Opensource, self-hosted, free.

osCommerce and ZenCart are opensource, free shopping carts that work with multilingual sites. However, they are clunky and sometimes buggy. I personally find them to be less functional than other solutions. But more importantly, they require registration for purchases, which makes them poor choices in terms of ROI.

Update March 18, 2012: As mentioned in the comments, there are plugins that allow purchases without registration, however, these have not been recently updated.



Opensource, self-hosted, free.

Someone on twitter just suggested PrestaShop either alone or integrated into WordPress with the WP PrestaShop plugin. However, this solution, while much nicer than osCommerce or ZenCart still requires registration for purchases, which is not ideal.

Update (March 18, 2012): After a bit of quick testing, I’ve discovered that a module can be added that allows purchasing without registration. I’ve found Prestacart to be a little buggy, even before any customization.
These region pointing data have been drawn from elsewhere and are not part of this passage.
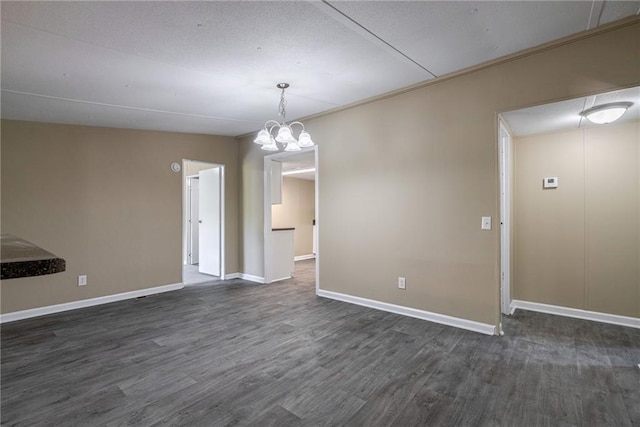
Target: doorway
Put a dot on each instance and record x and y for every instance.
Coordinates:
(203, 223)
(298, 170)
(569, 209)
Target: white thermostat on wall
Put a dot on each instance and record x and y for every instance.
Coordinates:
(550, 182)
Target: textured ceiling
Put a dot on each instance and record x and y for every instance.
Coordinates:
(211, 67)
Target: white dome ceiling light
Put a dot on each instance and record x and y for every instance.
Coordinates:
(606, 113)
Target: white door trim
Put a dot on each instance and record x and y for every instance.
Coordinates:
(222, 212)
(267, 210)
(504, 153)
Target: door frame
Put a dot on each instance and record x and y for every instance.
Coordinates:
(505, 145)
(185, 208)
(267, 210)
(189, 220)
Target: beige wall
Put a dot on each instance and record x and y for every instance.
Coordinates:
(404, 180)
(578, 245)
(297, 210)
(107, 202)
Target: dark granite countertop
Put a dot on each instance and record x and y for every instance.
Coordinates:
(20, 258)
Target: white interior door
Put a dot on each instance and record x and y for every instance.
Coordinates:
(505, 220)
(193, 241)
(209, 221)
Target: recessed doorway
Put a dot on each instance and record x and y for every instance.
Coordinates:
(203, 223)
(291, 207)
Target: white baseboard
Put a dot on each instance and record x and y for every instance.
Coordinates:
(614, 319)
(251, 278)
(280, 279)
(41, 311)
(471, 325)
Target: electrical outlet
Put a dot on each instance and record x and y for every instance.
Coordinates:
(486, 223)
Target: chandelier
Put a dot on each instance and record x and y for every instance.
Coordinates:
(284, 133)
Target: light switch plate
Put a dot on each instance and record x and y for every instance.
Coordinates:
(486, 223)
(550, 182)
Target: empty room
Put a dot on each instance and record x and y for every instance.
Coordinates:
(340, 213)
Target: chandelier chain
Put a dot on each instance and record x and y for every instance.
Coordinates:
(281, 108)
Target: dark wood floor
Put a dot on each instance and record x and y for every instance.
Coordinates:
(244, 354)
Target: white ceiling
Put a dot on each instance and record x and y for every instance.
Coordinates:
(565, 115)
(212, 67)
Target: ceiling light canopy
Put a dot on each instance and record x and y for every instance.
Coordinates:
(606, 113)
(284, 133)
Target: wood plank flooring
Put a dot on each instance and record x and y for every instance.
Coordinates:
(239, 353)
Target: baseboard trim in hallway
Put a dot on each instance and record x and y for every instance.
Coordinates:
(42, 311)
(614, 319)
(471, 325)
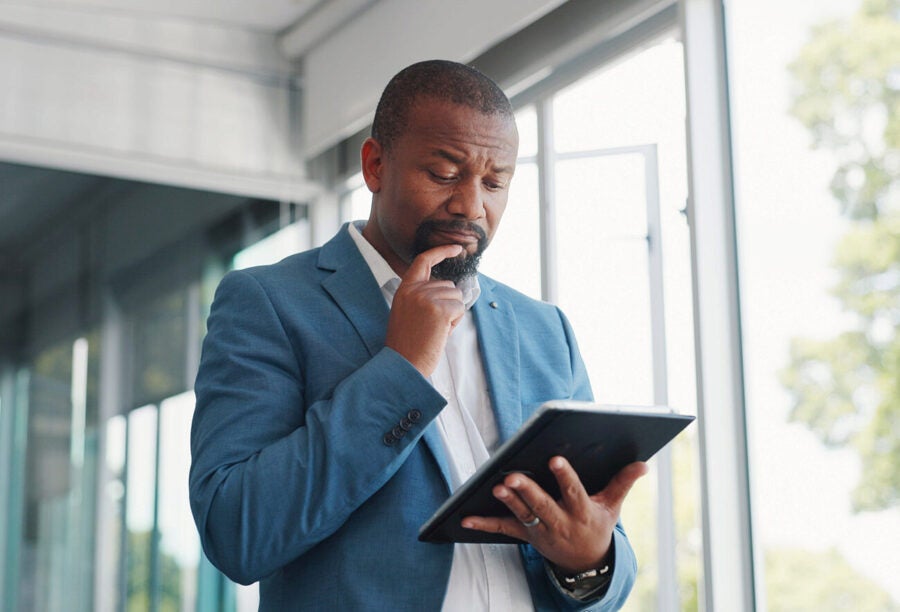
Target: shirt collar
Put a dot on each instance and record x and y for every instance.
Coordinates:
(388, 280)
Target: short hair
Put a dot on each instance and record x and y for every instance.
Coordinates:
(438, 79)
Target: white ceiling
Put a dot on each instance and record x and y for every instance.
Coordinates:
(263, 15)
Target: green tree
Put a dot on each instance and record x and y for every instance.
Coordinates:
(847, 389)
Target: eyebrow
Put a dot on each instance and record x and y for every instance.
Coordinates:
(459, 160)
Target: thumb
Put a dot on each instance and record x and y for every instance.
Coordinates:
(420, 269)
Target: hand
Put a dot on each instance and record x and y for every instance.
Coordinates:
(424, 311)
(574, 533)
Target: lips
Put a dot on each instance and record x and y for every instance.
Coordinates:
(457, 237)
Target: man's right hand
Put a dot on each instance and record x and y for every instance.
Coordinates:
(425, 311)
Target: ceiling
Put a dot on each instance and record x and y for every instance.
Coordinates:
(33, 199)
(264, 15)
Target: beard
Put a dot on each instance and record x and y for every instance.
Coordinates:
(453, 269)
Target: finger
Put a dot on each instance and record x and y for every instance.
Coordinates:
(420, 269)
(516, 505)
(574, 495)
(507, 526)
(535, 498)
(614, 493)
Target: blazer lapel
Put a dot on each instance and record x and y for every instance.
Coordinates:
(355, 291)
(495, 321)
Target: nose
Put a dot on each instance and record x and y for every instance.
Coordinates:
(467, 200)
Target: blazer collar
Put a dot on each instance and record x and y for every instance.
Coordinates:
(498, 335)
(354, 289)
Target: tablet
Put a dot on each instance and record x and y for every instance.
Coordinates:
(598, 440)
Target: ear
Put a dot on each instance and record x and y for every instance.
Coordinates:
(372, 162)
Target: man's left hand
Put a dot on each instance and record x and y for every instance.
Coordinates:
(574, 533)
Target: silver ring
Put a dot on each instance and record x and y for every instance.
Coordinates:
(533, 522)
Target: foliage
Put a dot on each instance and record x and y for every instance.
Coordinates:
(846, 388)
(138, 579)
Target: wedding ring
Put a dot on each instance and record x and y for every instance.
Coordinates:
(533, 522)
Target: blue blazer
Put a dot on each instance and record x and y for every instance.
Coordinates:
(292, 483)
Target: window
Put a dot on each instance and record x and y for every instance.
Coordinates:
(816, 199)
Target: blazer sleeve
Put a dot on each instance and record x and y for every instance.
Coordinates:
(271, 476)
(553, 597)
Note that this cart will not show compound taxes on two separate lines on invoices, as required by Canadian law.

Mal’s Ecommerce

Commercial, hosted, free or $8/month.

In the comments, Kathryn suggested using Mal’s Ecommerce. This is a hosted service that can be integrated into a large number of systems to provide a limited-feature cart. WordPress and ExpressionEngine will both work well with this cart and integration is very easy. Simpler CMSs, like Perch or Frog CMS could also be used. Many people use the free version. The premium version costs $8 per month and allows additional shipping features and spreadsheet downloads for the administrator. You are allowed to process 30 orders per day with the free version and 150 with the paid version. The cart can be multilingual, but customized messages and automated emails only have one text field, so you’ll need to fit both languages into the available space. I’ve also found it can be tricky to get Google Analytics to track sales through the purchase flow, which can limit your ability to track conversions. Note that this cart will not show compound taxes on two separate lines on invoices, as required by Canadian law.

Not in the running

The following popular products do not provide multilingual functionality: Shopify, Interspire, Volusion.
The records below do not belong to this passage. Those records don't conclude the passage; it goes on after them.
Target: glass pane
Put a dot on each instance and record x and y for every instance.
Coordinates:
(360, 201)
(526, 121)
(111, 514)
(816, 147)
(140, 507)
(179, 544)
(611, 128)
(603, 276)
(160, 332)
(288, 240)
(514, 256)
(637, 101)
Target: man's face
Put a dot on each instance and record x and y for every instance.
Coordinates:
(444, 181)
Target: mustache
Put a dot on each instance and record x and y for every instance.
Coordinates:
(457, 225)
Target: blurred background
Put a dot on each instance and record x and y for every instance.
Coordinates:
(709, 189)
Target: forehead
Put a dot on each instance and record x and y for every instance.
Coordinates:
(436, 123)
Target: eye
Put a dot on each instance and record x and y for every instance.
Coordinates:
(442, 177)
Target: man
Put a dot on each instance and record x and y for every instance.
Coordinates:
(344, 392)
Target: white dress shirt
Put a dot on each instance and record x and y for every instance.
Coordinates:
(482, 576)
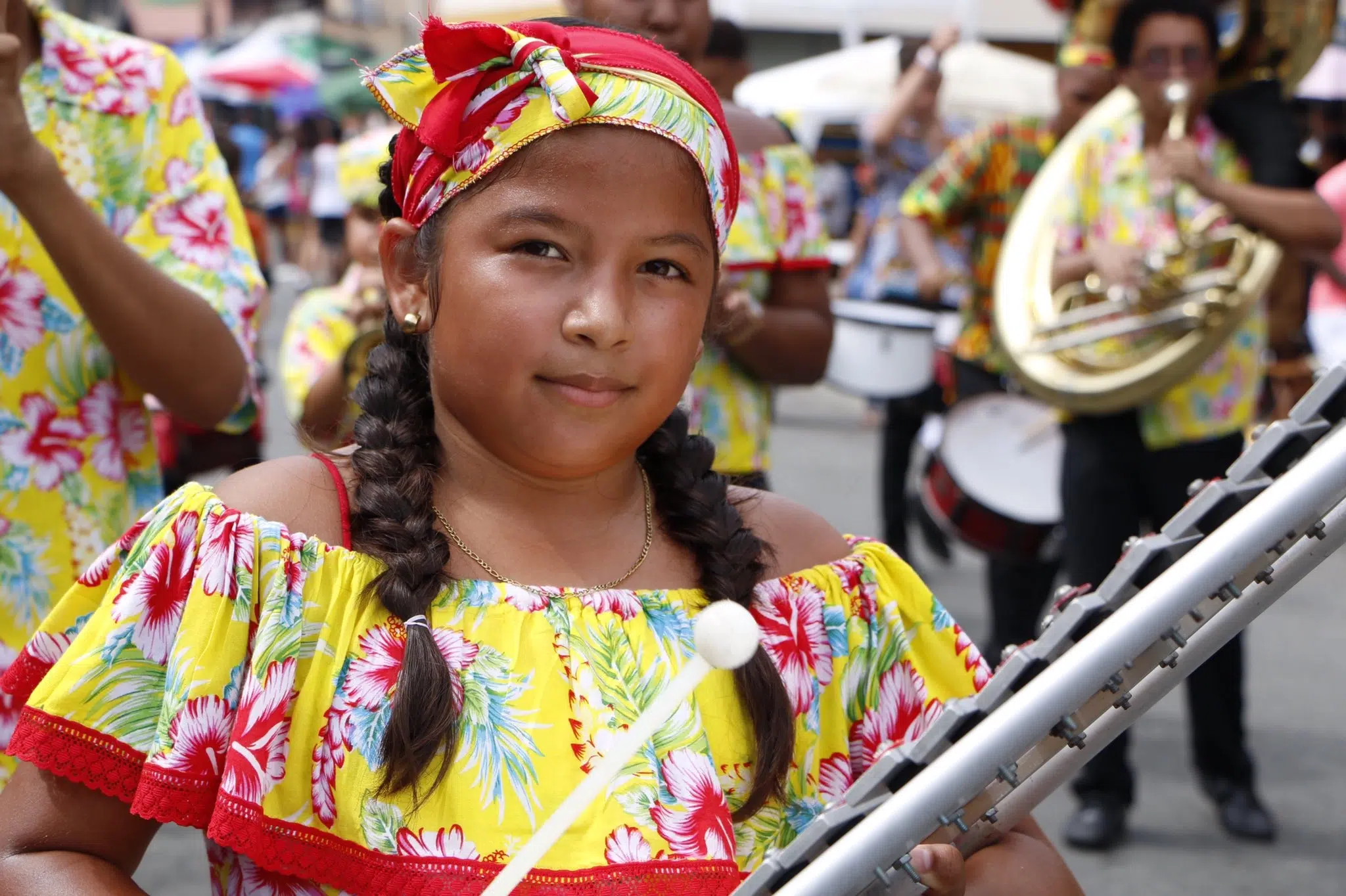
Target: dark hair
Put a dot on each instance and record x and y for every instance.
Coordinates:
(396, 460)
(727, 41)
(1135, 12)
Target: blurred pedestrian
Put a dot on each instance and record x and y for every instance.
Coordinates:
(773, 321)
(318, 368)
(977, 183)
(126, 267)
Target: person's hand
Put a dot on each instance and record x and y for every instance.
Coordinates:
(19, 148)
(944, 38)
(941, 870)
(932, 280)
(738, 317)
(1117, 265)
(1180, 160)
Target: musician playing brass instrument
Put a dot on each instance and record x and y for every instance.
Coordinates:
(331, 330)
(1136, 189)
So have you tried any of these? Did I miss anything? Let me know in the comments.

Published by Shannon

I’m the founder of Café Noir Design Inc., a boutique Montreal web design company specializing in bilingual or multilingual web design. This is my blog where I talk about making the web a better place. I support things like making the web accessible for everyone, using open source software, helping organizations find greener more sustainable ways to operate through online technology and helping non-profits with online community organizing. I also talk about women and tech.
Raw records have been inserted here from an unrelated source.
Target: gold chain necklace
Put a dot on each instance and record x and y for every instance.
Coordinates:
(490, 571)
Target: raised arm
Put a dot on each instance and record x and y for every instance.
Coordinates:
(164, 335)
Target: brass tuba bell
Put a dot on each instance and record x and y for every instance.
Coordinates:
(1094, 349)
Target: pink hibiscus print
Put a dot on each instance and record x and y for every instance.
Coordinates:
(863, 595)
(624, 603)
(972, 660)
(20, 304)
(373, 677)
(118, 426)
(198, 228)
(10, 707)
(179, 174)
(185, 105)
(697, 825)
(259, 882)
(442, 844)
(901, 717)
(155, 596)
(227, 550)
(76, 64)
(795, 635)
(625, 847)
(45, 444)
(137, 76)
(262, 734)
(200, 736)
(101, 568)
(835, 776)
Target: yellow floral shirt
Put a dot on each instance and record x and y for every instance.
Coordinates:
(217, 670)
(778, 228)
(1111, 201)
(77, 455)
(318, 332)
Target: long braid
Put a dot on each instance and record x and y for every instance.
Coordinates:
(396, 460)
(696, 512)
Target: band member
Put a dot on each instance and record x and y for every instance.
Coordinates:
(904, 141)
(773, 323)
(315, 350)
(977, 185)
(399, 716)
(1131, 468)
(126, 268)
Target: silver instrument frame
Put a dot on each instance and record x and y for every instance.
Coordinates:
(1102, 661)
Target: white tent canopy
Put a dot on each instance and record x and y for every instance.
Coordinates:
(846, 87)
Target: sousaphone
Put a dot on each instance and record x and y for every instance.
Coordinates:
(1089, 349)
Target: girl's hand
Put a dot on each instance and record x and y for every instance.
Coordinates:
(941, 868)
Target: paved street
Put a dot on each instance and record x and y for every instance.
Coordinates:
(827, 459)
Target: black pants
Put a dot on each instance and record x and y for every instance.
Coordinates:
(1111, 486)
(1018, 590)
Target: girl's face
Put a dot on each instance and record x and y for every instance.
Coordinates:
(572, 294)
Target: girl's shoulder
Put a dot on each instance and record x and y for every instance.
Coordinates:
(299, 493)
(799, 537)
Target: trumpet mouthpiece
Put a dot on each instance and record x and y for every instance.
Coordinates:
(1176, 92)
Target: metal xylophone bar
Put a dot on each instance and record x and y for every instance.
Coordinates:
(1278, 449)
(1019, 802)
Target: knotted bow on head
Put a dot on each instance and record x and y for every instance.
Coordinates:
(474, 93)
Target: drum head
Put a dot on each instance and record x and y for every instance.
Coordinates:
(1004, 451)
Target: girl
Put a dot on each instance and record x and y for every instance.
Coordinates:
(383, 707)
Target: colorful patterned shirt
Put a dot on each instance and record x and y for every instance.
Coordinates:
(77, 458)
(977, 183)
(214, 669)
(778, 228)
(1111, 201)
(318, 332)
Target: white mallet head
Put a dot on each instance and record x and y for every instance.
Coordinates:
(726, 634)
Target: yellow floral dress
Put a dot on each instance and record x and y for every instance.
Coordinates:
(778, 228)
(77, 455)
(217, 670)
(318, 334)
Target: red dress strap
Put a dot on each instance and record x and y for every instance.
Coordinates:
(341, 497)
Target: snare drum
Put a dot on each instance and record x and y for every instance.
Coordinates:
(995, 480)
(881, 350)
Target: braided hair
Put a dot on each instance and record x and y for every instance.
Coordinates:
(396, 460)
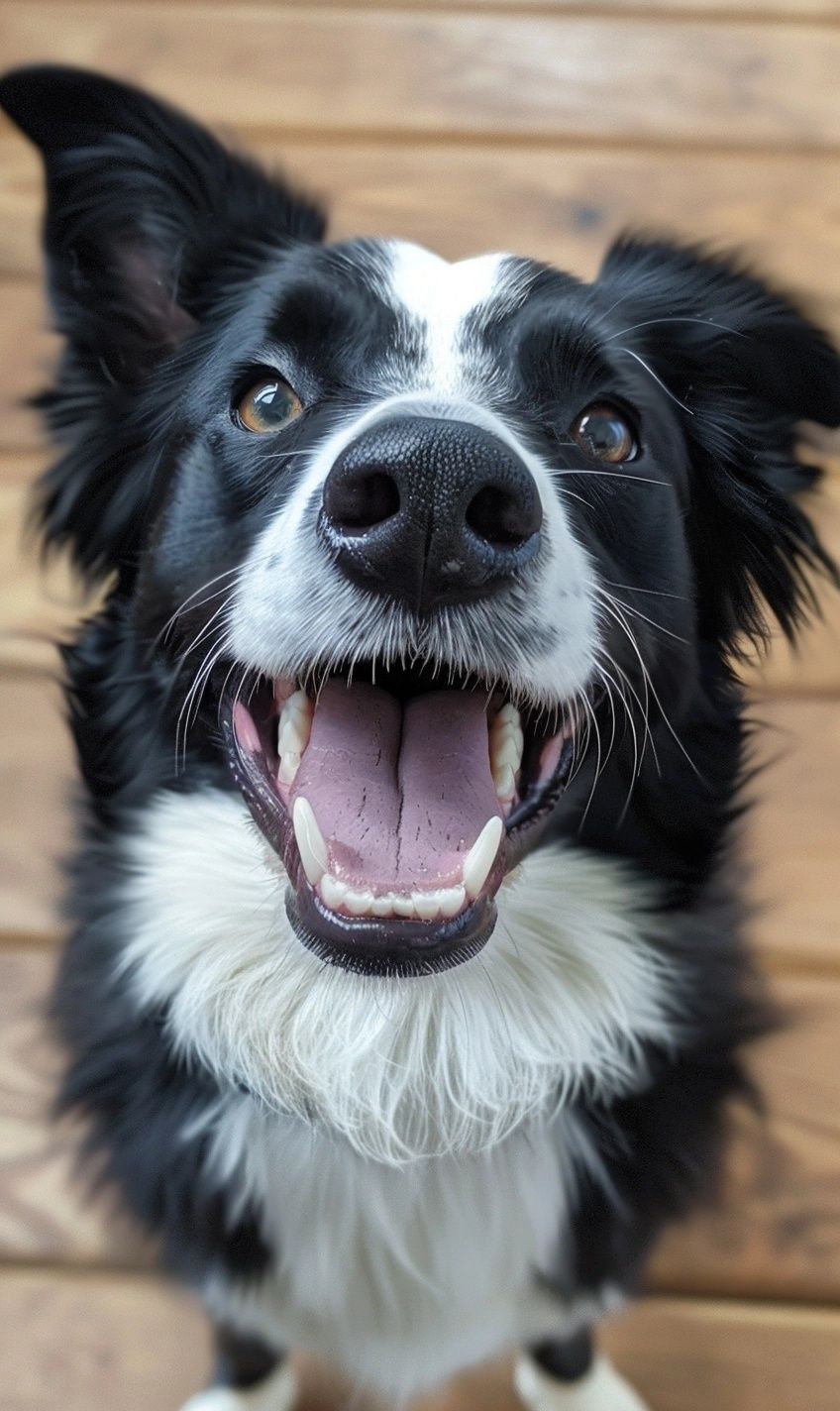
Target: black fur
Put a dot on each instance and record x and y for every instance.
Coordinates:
(165, 255)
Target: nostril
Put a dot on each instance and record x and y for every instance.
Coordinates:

5 replies on “Bilingual eCommerce… what are your options?”

    1. Yes, but this module hasn’t been maintained since 2008. osCommerce has a similar module, Purchase Without Account, that was last updated in 2010. However, it seems to me that this kind of basic functionality should be built right into the base product.

  1. I’m using CartThrob2 with EE2 this month for an ecommerce site. We also looked at newcomer for the cart, but ultimately chose the more familiar CartThrob, even though it’s still in beta. BrilliantRetail say they are working on adding multilingual, but no sign of it yet.

  2. If you don’t have a huge number of products, one reasonable multi-lingual option is Mal’s Ecommerce. By setting one tiny variable in the product button code, you can switch the system into one of many available languages. I use it in English and French on one client’s site and it works quite well – the checkout process is totally in the chosen language and there’s no need to create an account. The email notifications are bilingual. The only issue is that the French option is France French – no Canadian French option… yet.